我嘴里叼着假肉,根据娘亲的剧本,当然是不能说话的。于是,我便瞧着狐狸表姊在台子中央唱歌、跳舞,做出各种美丽的动作,把她会的十八般才艺一古脑的都使了出来。

等她终于展示完了,又跑过来说:「亲爱的乌鸦,您的孩子好吗?」

我扫了她一眼,很是高傲。

她又说:「亲爱的乌鸦,您的羽毛真漂亮,麻雀比起您来,可就差多了;您的嗓子真好,谁都爱听您唱歌。您唱几句吧!」

她的话音刚落,我的眼睛就迸发出激动的光采。婆婆们、乡亲父老们,接下来就是见证奇迹的时刻了!我把全身力气灌送到喉咙,鼓足勇气大吼一声,「哇!」我嘴里的假肉掉了下来,被狐狸表姊拿走了;而我,完成了我的演出。

台下掌声雷动,来自支援我的婆婆们。

当所有的节目结束之后,娘亲当众赞扬我,「小乌鸦同学是本场最认真的人!虽然只有一个字的台词……」

演出后有很长的一段时间,私塾里的同窗们见到我时,打招呼都不喊我的名字,而是道一声「哇!」;很多年以后,我每每想起这段往事都会感慨万千。因为那时的我还很听话、乖巧、容易上当;如果上天把我送回当年,再给我一次重新表演的机会,我一定会用尽全力,大吼一声,「靠!」

这个「靠」字,是娘亲家乡的粗口,她绝对不许\我讲,况且我那有才华的气质形象,也注定了这个字只能烂在我的肚子里。

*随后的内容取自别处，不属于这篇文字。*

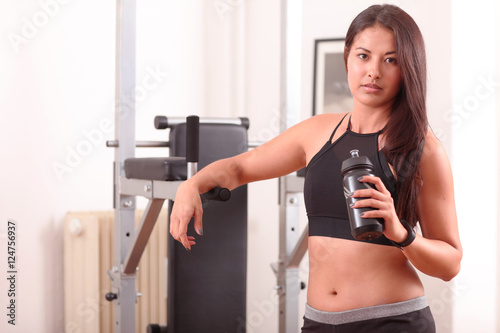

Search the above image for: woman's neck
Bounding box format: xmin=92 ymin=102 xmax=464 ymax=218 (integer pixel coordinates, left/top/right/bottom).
xmin=351 ymin=107 xmax=391 ymax=134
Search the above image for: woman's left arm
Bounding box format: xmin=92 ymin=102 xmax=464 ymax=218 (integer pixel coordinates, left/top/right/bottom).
xmin=404 ymin=133 xmax=462 ymax=281
xmin=353 ymin=131 xmax=462 ymax=281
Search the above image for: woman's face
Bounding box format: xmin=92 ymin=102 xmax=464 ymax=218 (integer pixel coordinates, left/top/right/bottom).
xmin=347 ymin=24 xmax=401 ymax=109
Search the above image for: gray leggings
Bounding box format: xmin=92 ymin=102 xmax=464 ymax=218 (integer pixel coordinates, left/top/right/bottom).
xmin=302 ymin=297 xmax=436 ymax=333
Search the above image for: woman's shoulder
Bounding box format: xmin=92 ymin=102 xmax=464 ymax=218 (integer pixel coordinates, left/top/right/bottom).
xmin=420 ymin=128 xmax=451 ymax=175
xmin=302 ymin=112 xmax=348 ymax=131
xmin=422 ymin=127 xmax=446 ymax=158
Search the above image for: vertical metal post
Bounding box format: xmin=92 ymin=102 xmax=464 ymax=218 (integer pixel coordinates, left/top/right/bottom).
xmin=109 ymin=0 xmax=137 ymax=333
xmin=277 ymin=0 xmax=300 ymax=333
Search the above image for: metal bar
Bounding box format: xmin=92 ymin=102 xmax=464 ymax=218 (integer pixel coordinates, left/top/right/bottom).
xmin=153 ymin=180 xmax=183 ymax=200
xmin=120 ymin=177 xmax=153 ymax=199
xmin=286 ymin=226 xmax=309 ymax=268
xmin=106 ymin=140 xmax=170 ymax=148
xmin=106 ymin=140 xmax=265 ymax=148
xmin=121 ymin=177 xmax=183 ymax=200
xmin=161 ymin=117 xmax=245 ymax=127
xmin=123 ymin=199 xmax=165 ymax=275
xmin=112 ymin=0 xmax=137 ymax=333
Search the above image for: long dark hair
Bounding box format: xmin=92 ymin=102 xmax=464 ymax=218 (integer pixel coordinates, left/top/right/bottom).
xmin=344 ymin=5 xmax=428 ymax=226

这次演出导致我从此厌恶乌鸦,甚至听到声音都感觉后背一凛,头皮发麻,外加心情烦躁。总之,这是我的死穴。娘亲颇能理解我,她说,这是我生命中「不可承受之重」!

娘亲的私塾办得有声有色,培养出许\多天启朝有名的商人。私塾办到第八年的时候,由于规模越发的大,连朝廷都知道了,特别嘉奖娘亲进了趟皇宫。她回来的时候,还兴高采烈的带回了块匾额,说是她请皇帝御笔亲题的。等我们揭开匾上的红绸,便见上头几个烫金的威武大字——「哈沸商学院」。自此,私塾正式更名。

我曾问娘亲,「哈沸」是什么意思;娘亲说,她原本要取名为「哈佛」,可前思后想还是没有那么做。因为即使她架空了,也不能侵权。

我不懂何谓侵权,总之娘亲说的就一定是对的。

两年后,我十六岁,勉强成为了哈沸商学院第一代的毕业生,娘亲授了我一个古怪的头衔——BMW。

我是BMW啊!可表姊比我高明,娘亲给她的是——BMW后,一字之差,很有别……

毕业典礼那天一大早,娘亲过来我房里,把我拖到妆镜台前描画了好一会。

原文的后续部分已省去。